Some, however, will make the argument that there’s no difference because the reel should keep your rod from falling out of the bottom of the pipes.
But most experienced anglers know that there’s no reason to place the weight of your rod directly on the reel for any length of time.
Fortunately, there are plenty of pre-fabricated rod holders out there for you to choose from.
4. The Two in One
If you thought the three-in-one option was a bit too complex, you’ll love this simpler alternative.
This one starts with just two milk crates and the second one essentially turns into the lid for your finished version.
As you can see in the background of the photo above, you’ll cut the second crate just above the solid bottom section.
That cut part will then flip over and become the lid that sits on top of the other intact crate.
Now, the downside of this design is that you won’t have a shallow bait tray on top of your larger storage crate.
But you also won’t have to spend as much time cutting milk crates, which should give you more time to actually spend on the water.
Once you have your second crate cut, you’ll need to come up with something to secure the two pieces together.
A couple of simple hinges should do the trick on the one side, but there are several techniques we’ve seen for securing the non-hinging side.
One of our favorites is just to drill a small nail into the top of the lid right at the center of the side that’s opposite the hinges.
From there, find a relatively short bungee cord (six or 12 inches should be fine) and hook it onto either side of the bottom crate at the top of the center mesh section.
That bungee cord should then be able to pull and loop over the screw or bolt you’ve installed on top of the lid.

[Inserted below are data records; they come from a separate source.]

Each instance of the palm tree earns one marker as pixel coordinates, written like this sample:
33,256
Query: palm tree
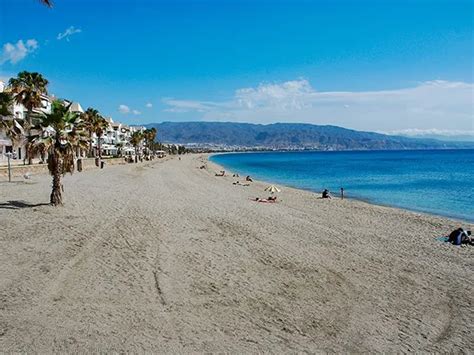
28,89
149,135
135,141
89,117
60,132
99,126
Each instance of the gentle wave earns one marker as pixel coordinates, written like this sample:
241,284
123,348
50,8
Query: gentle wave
439,182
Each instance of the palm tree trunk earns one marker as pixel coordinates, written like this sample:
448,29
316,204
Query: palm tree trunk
90,145
27,147
56,197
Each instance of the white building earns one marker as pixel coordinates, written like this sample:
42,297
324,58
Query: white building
17,148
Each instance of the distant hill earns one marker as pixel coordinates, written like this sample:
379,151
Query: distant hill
288,136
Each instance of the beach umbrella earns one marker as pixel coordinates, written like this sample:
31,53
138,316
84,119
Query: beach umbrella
272,189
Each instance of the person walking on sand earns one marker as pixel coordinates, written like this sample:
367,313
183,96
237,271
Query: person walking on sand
326,194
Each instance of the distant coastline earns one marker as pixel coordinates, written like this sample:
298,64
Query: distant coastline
215,158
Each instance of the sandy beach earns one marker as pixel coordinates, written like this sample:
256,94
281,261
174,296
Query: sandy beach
165,257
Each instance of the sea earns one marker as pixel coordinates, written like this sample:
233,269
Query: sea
439,182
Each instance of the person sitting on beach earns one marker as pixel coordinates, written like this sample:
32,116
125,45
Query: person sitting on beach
266,200
460,236
326,194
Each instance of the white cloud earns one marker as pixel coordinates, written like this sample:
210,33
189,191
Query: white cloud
438,104
13,53
124,109
71,30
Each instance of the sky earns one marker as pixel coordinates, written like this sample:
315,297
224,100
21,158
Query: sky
395,66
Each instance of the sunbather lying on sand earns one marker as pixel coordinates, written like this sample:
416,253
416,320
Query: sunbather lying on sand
266,200
239,183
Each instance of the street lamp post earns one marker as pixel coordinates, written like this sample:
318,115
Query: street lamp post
9,155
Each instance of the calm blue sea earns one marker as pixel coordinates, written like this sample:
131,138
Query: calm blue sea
434,181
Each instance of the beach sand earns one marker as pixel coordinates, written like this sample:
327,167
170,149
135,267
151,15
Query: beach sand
166,257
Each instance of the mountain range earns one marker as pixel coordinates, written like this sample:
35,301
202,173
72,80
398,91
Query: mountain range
288,136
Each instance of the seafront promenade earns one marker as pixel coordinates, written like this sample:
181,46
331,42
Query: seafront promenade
163,256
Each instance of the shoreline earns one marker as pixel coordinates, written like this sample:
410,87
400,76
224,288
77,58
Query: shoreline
360,199
165,257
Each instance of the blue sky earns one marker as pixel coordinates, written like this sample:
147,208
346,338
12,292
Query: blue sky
393,65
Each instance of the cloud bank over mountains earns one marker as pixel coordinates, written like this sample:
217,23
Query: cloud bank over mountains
15,52
444,106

If you use an appropriately-sized bungee cord, it should put enough downward force on the lid to keep it shut until you remove the bungee (and it might look something like this!).
5. The Trolling Master’s Crate
We’re affectionately calling the final design idea that we want to share with you ‘The Trolling Master’s Crate’ because, as you can see, it will allow you to have as many as four lines in the water at once as your hands are free to maneuver your kayak.

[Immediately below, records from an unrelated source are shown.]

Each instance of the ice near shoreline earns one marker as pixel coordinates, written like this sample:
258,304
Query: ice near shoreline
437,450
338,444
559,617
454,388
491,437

And even if you only use the V-shaped piece on the front of the crate, you’ll still be able to troll two lines at once without much worry about them becoming tangled or snagged around one another.
The vertical rod holders that you see on the above design are much the same as the external rod holders on the aforementioned idea above. And single rod holders (like these from CE Smith) are also available online.
But you might have to fabricate the V-shaped piece for the front or back of your milk crate.
For this, you’ll need a section of PVC pipe (sized according to the width of your kayak) and a 45-degree angle PVC connector.
For practical purposes, you’ll want to keep the diagonal rod holders from extending too far beyond the natural edges of your kayak.
If your kayak is 34 inches wide, for example, you probably don’t want to buy an initial PVC section much longer than 40 inches.
This is because you’ll be cutting that section in half before installing the halves on either side of your 45-degree connector.
The connector itself will give you another inch or two of length on either side, which means that you’ll likely have two rod holders of about 21 or 22 inches in length (according to the 40-inch initial piece from above).
Of course, this can change depending on the exact design of your kayak and your preferences.
While there’s not necessarily anything wrong with having those sections extend well past the edges of your kayak, it will create an additional snagging risk if you ever find yourself navigating through a particularly narrow waterway.
While the aforementioned milk crate ideas are easy enough, there’s also something to be said for purchasing a pre-made tackle box that easily fits into and secures in the storage compartment of your kayak.
But they will cost you much more than a milk crate.
So, if you want to add an organized tackle box to your kayak without spending a whole bunch of dough, adding a milk crate is the surefire way to go!
We hope you’ve enjoyed these insights and, as always, we wish you the best of luck on all of your upcoming kayak adventures!